In 2001, Appellant was convicted of second-degree murder for an offense
committed when he was 17 years old. The trial court sentenced Appellant to 100 years'
incarceration with 25 years minimum mandatory. Appellant filed this rule 3.800(a) motion,
arguing his sentence does not afford him a meaningful opportunity to obtain early release
based on demonstrated maturity and rehabilitation. The trial court denied Appellant's
motion, reasoning that because Appellant's sentence was discretionary, rather than
mandatory, it did not violate Miller v. Alabama, in which the Supreme Court determined
that the Eighth Amendment prohibits a sentencing structure mandating a life-without-
parole sentence for a juvenile homicide offender. 132 S.Ct. 2455, 2475 (2012).
In light of Miller, our Legislature enacted new statutes to bring Florida's juvenile
sentencing framework into compliance with current juvenile sentencing jurisprudence.
See ch. 2014-220, Laws of Fla.1 The new juvenile sentencing framework requires that a
lengthy prison sentence provide for a hearing after a designated number of years to
determine whether a juvenile's demonstrated maturity and rehabilitation justifies
modification of the sentence. A juvenile whose sentence violates Miller is entitled to
retroactive application of this new sentencing framework. See, e.g., Horsley v. State, 160
So. 3d 393, 409-10 (Fla. 2015).
Recently, our supreme court extended Miller to discretionary sentencing schemes:
"Even in a discretionary sentencing scheme, the sentencing court's exercise of discretion
before imposing a life sentence must be informed by consideration of the juvenile
offender's 'youth and its attendant circumstances' as articulated in Miller and now codified
in section 921.1401, Florida Statutes (2014)." Landrum v. State, 192 So. 3d 459, 460 (Fla.
2016) (citing Horsley, 160 So. 3d at 399).

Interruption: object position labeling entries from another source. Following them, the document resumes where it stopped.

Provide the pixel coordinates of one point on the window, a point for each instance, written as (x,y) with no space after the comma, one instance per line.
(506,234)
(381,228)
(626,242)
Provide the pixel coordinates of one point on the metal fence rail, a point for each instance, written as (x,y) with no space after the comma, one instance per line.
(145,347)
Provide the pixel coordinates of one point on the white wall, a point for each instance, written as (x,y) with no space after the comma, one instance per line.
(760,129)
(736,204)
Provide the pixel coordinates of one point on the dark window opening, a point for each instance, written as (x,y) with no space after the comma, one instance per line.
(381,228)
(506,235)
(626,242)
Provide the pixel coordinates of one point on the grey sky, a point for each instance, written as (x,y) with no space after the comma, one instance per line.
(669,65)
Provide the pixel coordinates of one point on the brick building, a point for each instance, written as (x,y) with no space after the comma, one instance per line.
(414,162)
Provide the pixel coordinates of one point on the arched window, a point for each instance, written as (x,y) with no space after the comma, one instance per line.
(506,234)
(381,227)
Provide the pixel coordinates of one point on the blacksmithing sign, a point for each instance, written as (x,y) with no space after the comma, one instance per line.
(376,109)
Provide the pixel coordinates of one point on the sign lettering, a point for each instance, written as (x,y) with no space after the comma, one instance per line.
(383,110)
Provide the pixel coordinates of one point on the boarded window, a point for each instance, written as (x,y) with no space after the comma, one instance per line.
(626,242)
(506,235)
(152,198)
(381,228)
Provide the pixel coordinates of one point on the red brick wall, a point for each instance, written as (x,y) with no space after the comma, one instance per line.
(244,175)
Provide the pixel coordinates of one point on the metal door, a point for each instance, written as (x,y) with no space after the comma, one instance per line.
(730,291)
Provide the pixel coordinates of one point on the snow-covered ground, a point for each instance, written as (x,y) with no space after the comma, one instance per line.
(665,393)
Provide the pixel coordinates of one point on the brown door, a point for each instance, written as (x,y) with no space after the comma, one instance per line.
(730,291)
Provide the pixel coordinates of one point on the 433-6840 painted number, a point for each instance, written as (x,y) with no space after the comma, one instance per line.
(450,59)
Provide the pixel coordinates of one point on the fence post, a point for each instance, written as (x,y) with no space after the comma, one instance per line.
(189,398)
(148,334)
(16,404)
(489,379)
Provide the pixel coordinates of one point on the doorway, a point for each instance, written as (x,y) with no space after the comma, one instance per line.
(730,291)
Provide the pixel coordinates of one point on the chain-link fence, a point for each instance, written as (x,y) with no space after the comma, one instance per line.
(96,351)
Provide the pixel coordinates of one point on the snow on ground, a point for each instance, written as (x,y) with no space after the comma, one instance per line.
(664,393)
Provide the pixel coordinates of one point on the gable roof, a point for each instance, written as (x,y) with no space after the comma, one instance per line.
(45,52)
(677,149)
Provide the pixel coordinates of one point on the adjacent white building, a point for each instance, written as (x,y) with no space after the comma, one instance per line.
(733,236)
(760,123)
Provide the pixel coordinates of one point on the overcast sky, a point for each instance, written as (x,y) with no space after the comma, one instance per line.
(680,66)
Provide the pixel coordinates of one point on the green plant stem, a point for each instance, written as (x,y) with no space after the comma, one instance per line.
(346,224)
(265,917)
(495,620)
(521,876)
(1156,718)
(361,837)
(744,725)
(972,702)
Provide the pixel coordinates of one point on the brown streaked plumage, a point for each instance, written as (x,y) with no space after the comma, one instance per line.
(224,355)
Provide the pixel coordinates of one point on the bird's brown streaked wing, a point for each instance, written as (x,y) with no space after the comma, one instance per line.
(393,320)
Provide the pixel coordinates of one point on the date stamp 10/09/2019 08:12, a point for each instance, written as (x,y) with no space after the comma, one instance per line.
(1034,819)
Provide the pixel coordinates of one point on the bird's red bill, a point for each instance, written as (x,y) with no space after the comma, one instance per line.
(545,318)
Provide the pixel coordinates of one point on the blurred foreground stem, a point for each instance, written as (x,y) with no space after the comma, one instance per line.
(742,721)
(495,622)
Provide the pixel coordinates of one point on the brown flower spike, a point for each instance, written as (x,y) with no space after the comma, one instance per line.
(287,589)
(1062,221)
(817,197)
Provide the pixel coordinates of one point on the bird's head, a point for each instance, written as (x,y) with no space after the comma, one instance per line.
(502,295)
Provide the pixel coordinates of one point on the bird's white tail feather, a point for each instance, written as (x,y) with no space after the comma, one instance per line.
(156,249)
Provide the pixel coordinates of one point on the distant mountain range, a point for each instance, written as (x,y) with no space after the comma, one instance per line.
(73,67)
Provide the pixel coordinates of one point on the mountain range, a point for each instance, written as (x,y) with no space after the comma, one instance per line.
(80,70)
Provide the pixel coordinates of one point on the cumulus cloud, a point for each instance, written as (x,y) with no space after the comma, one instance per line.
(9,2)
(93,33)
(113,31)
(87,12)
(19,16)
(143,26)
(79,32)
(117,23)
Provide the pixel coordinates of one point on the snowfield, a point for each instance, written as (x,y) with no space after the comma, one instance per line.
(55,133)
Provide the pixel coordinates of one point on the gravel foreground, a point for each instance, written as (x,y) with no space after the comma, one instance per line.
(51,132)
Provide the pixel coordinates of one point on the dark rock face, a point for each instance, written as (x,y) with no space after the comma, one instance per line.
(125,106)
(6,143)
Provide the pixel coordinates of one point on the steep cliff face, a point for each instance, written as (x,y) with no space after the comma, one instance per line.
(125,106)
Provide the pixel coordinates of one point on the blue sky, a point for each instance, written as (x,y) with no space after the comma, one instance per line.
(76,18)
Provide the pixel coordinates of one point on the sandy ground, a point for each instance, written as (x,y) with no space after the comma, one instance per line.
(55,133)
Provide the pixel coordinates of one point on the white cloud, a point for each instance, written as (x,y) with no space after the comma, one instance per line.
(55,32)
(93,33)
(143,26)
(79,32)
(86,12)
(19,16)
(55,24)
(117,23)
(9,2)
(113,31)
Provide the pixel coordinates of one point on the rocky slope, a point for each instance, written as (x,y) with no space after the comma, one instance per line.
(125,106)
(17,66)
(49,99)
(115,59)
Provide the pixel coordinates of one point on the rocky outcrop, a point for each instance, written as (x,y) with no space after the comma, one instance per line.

Based on the foregoing, we find that Appellant's 100-year sentence violates Miller
and its progeny. See Henry v. State, 175 So. 3d 675, 679-80 (Fla. 2015) (reversing
1 Now codified in §§ 775.082, 921.1401, 921.1402, Fla. Stat. (2014).
2
juvenile defendant's aggregate 90-year sentence); Gridine v. State, 175 So. 3d 672, 675
(Fla. 2015) (reversing juvenile defendant's 70-year sentence); Cook v. State, 190 So. 3d
215, 216 (Fla. 4th DCA 2016) (reversing juvenile defendant's 93-year sentence). Although
the sentencing court exercised discretion before imposing Appellant's sentence, our
supreme court has determined that discretionary sentences nonetheless implicate Miller.
See Landrum, 192 So. 3d at 460. Moreover, the sentencing court did not "take into
account how children are different, and how those differences counsel against irrevocably
sentencing them to a lifetime in prison." Miller, 132 S. Ct. at 2469 (footnote omitted).
Appellant received a 25-year minimum mandatory sentence, but there is no guarantee
that he will be released during his natural lifetime based upon demonstrated maturity and
rehabilitation. See Henry, 175 So. 3d at 680. Accordingly, we reverse and remand for
resentencing under chapter 2014-220, Laws of Florida. See Horsley, 160 So. 3d at 409-
10.
REVERSED and REMANDED for RESENTENCING.
LAWSON, C.J., ORFINGER and WALLIS, JJ., concur.